Когда попадаешь в камеру, то поначалу злишься, яришься, пытаешься бунтовать, а потом принимаешься ждать, когда ошибка будет исправлена. Надежда может жить довольно долго. Однако вскоре свет надежды начинает постепенно гаснуть, и ты начинаешь ее бояться. Наконец успокаиваешься, возможно, осознанно заставляешь разум заснуть. У тебя остается единственная цель: выжить. Такое состояние длится довольно долго, но вот наступает день, когда ты понимаешь, что и жить незачем, и смерть начинает казаться тебе лекарством от всех страданий, однако и возможности покончить с собой ты не можешь найти. Задушить ты себя сам не можешь, утопиться в кружке с водой, которую тебе выдают, тоже не можешь, разрезать запястья нечем, голову об стены ты раскроить тоже не можешь, самое большее, что будет – ты ее разобьешь, потеряешь сознание, и потом придется страдать еще больше.
Так я стал частью камеры, сросся с ней. Слово ОЛЬГА на стене побледнело и начало стираться. Написать его вновь у меня не хватало духа. Я же сказал, что разум мой заснул, я стал манкуртом.
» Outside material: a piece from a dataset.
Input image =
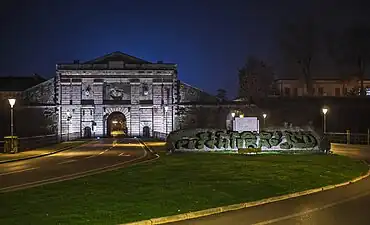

Знаешь, что такое «манкурт»? Этот способ обращения с пленниками, применявшийся азиатскими племенами против представителей вражеских племен. У пленника обривали волосы, и на его голову плотно натягивали шкуру недавно зарезанного барана, затем закапывали его в песок до подбородка и оставляли под палящим солнцем Азии на много дней. Конечно, его кормили, чтобы он не умер. Через некоторое время волосы начинали отрастать, но так как они были не в состоянии пробить высохшую, затвердевшую шкуру барана, то они врастали в кожу головы, причиняя несчастному невыносимые страдания. Человек, испытывающий жуткую боль, вскоре забывал о том, кто он, какого он рода-племени, и становился манкуртом. Такие рабы были в состоянии сражаться против своего собственного племени. Несмотря на то, что мои волосы отрастали свободно, постепенно и я становился покорным манкуртом…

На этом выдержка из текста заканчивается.